Roger was sitting on the back balcony eating jello when the mail came. He had gotten fairly addicted to the stuff in the hospital a few months back, and now he ate it almost every day. Laura made big batches of the sugar free kind for him on the weekends, and poured it into a dozen white ramekins she had brought from town. He scooped a chunk out of the dish and sucked it into his mouth through pursed lips. He liked to hold each bit in his mouth for a moment, feeling its strange shape and consistency before mashing it with his tongue and swallowing without chewing. He liked how the ramekins were almost clean when he finished, hardly any of the jewel toned gel left clinging to the sides.

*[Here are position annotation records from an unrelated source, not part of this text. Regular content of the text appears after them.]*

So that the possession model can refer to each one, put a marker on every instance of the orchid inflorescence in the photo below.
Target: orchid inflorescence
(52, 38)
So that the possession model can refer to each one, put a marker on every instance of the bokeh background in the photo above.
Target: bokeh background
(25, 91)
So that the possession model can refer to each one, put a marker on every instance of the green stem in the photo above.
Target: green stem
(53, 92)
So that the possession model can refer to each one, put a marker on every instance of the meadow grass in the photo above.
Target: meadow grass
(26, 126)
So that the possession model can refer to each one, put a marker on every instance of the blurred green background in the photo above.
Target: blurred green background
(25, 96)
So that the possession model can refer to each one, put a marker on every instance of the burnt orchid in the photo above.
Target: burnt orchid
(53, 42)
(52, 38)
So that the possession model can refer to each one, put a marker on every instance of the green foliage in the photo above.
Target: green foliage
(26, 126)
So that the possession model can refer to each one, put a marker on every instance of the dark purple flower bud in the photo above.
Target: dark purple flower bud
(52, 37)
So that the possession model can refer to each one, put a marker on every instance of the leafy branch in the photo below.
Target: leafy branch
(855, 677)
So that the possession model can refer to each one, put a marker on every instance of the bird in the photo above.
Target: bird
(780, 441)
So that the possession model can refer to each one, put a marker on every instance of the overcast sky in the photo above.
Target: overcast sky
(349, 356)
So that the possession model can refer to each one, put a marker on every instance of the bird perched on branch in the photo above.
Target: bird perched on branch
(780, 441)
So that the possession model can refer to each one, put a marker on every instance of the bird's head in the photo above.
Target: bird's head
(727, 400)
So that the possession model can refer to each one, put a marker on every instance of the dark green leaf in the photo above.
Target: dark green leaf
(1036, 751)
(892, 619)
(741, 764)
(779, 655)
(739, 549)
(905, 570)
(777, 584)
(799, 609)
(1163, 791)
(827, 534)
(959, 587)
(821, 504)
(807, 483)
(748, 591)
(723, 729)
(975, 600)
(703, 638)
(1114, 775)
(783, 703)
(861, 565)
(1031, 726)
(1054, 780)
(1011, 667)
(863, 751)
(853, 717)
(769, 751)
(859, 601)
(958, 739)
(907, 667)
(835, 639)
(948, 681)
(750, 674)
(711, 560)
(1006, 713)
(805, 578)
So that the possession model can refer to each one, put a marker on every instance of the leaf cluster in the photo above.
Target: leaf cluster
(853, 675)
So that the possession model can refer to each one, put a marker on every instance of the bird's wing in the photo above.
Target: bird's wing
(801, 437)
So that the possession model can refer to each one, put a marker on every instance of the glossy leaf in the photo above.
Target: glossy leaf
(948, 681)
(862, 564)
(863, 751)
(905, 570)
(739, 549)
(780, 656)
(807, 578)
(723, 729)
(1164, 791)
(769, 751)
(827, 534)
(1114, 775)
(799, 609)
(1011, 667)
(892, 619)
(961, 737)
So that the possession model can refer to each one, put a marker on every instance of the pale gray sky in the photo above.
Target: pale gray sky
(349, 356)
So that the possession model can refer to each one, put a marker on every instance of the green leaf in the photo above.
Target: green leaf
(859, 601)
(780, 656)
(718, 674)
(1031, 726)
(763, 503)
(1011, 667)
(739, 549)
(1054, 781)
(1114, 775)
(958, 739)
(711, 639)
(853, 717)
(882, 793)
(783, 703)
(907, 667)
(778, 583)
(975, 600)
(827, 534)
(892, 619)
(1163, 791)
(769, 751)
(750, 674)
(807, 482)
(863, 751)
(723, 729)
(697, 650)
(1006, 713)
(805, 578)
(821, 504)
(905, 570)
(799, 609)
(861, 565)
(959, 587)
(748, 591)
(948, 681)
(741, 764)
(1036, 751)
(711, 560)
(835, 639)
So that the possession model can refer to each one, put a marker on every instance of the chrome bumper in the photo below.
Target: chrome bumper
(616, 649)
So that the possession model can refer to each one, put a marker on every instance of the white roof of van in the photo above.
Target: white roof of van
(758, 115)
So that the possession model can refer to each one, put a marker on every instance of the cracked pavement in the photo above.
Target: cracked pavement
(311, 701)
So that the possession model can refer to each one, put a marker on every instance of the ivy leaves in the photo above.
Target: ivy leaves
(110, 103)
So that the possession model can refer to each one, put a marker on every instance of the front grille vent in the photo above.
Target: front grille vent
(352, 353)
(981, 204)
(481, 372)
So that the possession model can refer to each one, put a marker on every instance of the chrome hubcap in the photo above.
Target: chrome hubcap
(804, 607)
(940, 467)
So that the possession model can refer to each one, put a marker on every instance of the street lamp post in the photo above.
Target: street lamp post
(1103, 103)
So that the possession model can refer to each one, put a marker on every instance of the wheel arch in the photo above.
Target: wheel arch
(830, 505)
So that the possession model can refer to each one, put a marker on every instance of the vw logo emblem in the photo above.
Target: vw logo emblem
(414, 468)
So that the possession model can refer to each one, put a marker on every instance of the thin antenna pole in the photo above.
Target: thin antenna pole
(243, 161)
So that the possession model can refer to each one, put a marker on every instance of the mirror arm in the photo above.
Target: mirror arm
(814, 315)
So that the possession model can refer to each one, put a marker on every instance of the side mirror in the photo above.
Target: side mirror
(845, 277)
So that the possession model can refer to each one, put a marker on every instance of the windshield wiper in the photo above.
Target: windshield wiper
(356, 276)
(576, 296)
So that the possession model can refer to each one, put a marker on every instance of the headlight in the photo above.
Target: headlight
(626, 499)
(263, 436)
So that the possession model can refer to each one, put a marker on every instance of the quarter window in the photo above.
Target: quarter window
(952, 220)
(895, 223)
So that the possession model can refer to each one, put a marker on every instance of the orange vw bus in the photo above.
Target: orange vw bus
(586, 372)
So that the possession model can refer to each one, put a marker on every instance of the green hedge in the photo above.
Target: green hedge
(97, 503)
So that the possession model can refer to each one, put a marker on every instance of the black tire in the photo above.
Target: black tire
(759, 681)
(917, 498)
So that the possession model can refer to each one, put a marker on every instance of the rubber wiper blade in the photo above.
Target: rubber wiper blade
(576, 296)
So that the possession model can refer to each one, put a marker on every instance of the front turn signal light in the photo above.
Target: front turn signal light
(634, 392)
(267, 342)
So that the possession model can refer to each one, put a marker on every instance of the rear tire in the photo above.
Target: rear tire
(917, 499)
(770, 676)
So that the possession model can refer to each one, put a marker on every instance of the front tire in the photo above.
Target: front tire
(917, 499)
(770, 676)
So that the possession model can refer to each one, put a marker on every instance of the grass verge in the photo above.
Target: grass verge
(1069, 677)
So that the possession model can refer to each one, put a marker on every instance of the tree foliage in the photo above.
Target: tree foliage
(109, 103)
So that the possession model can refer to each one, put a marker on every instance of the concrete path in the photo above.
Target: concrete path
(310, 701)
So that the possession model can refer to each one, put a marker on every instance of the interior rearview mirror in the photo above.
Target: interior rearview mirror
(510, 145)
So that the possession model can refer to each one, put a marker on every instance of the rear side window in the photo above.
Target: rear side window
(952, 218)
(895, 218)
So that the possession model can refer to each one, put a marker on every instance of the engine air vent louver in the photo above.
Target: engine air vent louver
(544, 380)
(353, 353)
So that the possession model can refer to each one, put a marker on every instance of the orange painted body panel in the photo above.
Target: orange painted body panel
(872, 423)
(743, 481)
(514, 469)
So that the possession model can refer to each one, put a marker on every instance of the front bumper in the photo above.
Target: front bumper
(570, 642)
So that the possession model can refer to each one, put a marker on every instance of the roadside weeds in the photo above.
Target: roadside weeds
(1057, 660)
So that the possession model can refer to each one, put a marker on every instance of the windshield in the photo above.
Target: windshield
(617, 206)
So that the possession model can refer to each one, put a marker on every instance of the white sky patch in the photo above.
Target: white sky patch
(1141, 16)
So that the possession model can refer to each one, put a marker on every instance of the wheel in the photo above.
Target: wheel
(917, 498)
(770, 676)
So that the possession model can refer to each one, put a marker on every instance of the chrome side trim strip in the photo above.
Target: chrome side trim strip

He heard a car on the gravel road long before it ever reached the lighthouse. Perched high above the village on the cliffs that overlooked the bay, the days were long and warm and quiet. Only the sound of the waves and the gulls broke the silence.
He heard the car crunch to a stop, engine idling, and he heard the rusty protest of the mailbox as it was opened and closed. The car drove on.
Roger scooped out the last bit of orange jello and pondered the empty dish as he held the bit in his mouth. There wouldn't be any mail. There never was. Not until the fifteenth or so when a few bills would trickle in. He didn't even get junk mail. Advertisers probably thought he was too far out. Far out.
But, there was the water bill he had left for the mailman to take away. He turned the ramekin from side to side, studying the few tiny remaining droplets of orange gel. He would go and see that the bill was gone.
Roger turned back into the cool darkness of the brick cottage attached to the lighthouse where he lived. He moved through the dark rooms without even thinking, and out the front door where the sunlight greeted him again. It was an Indian Summer this year, and Roger privately hoped it would be over soon. The sooner the cold set in, the sooner it would be over.
He stomped down the cement walk out to the road where the venerable old rust box sat on its post like an old man on a stool. Half way there, he paused. The little red flag was still up. Maybe it hadn't been the mailman after all.
Occasionally one would get a bored tourist from the village below who would drive up in their shiny rental car and snap a picture or two of the nameless lighthouse before driving back down again. That's probably what he had heard.
Just to be on the safe side, Roger decided to check. He opened the mailbox and bent over at the waist to peer inside. Something moved.
Startled, Roger jumped back and cursed as a crab scuttled out of the mailbox and fell to the ground. He watched it running for its life across the gravel. Wrong way, he thought.
He clutched his chest and swore again for good measure before bending over again. He inspected the dark interior carefully before putting his hand in and drawing out two envelopes. One, small, brown, padded one, and his own water bill.